Weekly On-call Summary Nov 2nd - Nov 9th

Weekly OnCall Rotation

Oncall: Jack & Jacky (US Pacific Daytime) & Haodi (US Pacific NightTime)

Duration: Nov 2nd, 2021 to Nov 9th, 2021

Summary

  1. Beacon out of sync Shard 1 Mainnet, due to high memory usage
  2. Most beacon out of sync issues automatically resolve themselves (memory leak)
  3. Bridge endpoint issues (nodes exposed to websockets)
  4. Minor Explorer issues

Details

Nov 2, 2021

Fairly quiet, beacon out of sync

Nov 3, 2021

Pocket Network bridge issues, switched back to Harmony.

Root cause :

  • user generated transaction errors no longer count against the node and are no longer also relayed to our backups

  • two new nodes upgraded to replace smaller nodes

Nov 4, 2021

High memory usage on Shard 1 Mainnet, restart solved it

After restart, memory’s freed up

Nov 5, 2021

Indexer down ​​

Monitor is DOWN: explorer-indexer-s123 ( http://indexer123.explorer.t.hmny.io:3002 ).

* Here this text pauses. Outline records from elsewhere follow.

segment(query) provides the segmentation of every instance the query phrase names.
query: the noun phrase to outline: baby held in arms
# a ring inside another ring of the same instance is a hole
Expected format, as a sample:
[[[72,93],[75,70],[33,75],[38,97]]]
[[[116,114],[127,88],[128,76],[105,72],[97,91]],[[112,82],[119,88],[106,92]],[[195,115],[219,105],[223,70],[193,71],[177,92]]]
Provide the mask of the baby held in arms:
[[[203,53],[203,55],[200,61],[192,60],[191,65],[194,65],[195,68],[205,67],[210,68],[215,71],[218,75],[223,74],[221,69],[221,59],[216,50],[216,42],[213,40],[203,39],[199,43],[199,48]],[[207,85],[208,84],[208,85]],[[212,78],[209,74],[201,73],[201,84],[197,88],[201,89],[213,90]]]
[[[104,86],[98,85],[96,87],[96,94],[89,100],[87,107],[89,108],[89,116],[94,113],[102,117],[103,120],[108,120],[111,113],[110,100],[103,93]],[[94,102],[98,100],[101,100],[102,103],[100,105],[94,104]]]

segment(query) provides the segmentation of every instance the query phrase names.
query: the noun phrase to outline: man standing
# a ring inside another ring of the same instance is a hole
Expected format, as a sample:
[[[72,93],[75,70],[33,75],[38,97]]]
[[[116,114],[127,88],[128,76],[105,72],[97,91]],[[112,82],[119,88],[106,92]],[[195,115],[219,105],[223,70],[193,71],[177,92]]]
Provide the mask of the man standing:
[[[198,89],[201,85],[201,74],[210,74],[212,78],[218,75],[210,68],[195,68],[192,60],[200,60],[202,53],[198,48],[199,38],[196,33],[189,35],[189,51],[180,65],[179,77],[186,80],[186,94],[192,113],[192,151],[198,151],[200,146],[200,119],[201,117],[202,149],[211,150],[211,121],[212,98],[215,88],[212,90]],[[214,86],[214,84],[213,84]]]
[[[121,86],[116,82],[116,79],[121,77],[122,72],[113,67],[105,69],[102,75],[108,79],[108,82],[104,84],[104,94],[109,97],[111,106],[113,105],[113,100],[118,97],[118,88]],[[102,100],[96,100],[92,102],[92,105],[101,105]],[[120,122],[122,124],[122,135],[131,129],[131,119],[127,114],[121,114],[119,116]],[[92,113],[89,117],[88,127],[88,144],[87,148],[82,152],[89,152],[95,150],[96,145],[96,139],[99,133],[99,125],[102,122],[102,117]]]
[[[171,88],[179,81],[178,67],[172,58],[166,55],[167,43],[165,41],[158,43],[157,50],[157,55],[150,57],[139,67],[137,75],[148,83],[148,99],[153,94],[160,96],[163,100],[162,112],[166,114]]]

Site was up. Blip in Uptime Robot

Average UnHealthyHostCount GreaterThanOrEqualToThreshold 1.0

Bridge-RPC-at-least-1-unhealthy

Root cause – a mix of old and new boxes, some used for websockets endpoint, which comes under heavier load.

Solution – Cleaned that up to only use API-based nodes, similar to RPC endpoints (api.harmony, rpc/api.s0.t.hmny.io)

Nov 6, 2021

From Soph: crypto.com saying that it’s been 48h they are not able to do any transfer, they say their transaction always fail response error: {“code”:-32000,“message”:“replacement transaction underpriced”}" they gas fee is already at 20 gwei, and they also tried higher without success

and we prepared another txn with nonce 52327

Here is the signed result

0xf87182cc678504a817c8008261a8808094d39f985af48a2befd8b9bda5f70b44ff07efccb9891fec9e3e473fb800008025a0fdcc40eafd6efec5e92027ae41a735721f124019c939eeaf3a62abc60a260934a02293a48d876db053dbc070fefcb45aa160fc729eff1616a0ca2ebc1776ba6bc8

response error: {"code":-32000,"message":"replacement transaction underpriced"}"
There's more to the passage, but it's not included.